To prevent it the client must embed a unique id inside its request. The server saves this id in the log entry alongside with the command. It allows the leader to find out if a client command has already been chosen.

Finally we’ve reach an exactly once semantic (as long as the client doesn’t crash – if it crashes then it becomes an “at most once” semantic as a client command might be lost).

Cluster management (nodes joining or leaving the cluster)

This last point is really tricky as any changes in the cluster configuration also changes the quorum (i.e. the number of nodes required to form a majority).

Therefore we must ensure there is never 2 overlapping majority that may end up choosing 2 different commands for the same log entry.

The solution is to use the log itself to record the cluster configuration.

It means that all log-entries are a result of previous log-entries holding the cluster configuration.

We introduce a parameter $$\alpha$$ to control the delay between a configuration change and its application.

• if $$\alpha = 1$$ then the configuration changes are applied immediately.

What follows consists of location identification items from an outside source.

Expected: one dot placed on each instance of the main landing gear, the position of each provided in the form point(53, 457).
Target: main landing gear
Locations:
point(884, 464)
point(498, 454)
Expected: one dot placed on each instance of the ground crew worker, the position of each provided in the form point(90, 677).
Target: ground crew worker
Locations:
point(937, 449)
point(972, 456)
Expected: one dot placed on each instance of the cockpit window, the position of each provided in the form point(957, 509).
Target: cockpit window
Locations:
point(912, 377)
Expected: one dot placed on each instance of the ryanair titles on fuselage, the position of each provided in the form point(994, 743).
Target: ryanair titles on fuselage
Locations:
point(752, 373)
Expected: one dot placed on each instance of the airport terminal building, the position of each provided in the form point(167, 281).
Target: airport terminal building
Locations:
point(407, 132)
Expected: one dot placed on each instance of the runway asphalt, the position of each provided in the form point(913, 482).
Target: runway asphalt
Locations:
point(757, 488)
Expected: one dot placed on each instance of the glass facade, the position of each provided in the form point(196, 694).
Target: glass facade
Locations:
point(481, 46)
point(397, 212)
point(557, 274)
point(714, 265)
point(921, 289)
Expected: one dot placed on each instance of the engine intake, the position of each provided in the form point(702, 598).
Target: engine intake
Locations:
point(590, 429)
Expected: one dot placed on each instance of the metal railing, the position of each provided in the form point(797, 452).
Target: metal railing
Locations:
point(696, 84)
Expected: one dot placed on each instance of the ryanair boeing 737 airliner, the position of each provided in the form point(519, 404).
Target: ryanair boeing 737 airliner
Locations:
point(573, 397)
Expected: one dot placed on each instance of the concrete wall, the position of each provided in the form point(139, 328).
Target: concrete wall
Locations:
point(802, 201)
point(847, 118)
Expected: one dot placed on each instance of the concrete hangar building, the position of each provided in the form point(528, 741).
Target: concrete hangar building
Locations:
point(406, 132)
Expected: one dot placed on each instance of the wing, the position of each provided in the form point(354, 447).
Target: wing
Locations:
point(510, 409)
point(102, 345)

It takes effect on the very next entry.
• if $$\alpha = 100$$ then the configuration changes take effect only after 100 more entries have been chosen.

It’s interesting to not that $$\alpha$$ influences how much concurrency is available in the system. If $$\alpha$$ is small (e.g. 1) then there is no parallelism in the system. Every log entry is chosen sequentially (otherwise we might miss a configuration change). If $$\alpha$$ is very large when can choose many entries simultaneously but it will take a very long time for a configuration change to take effect. A workaround is to fill the log with “no-op” entries so that the new configuration takes effect faster.

Basic Paxos is simple enough and well-understood. Mutli-Paxos (although based on the same algorithm) can become quite tricky to implement. However it’s one of the corner-stone of consensus and is used (or its variants) in many distributed system today.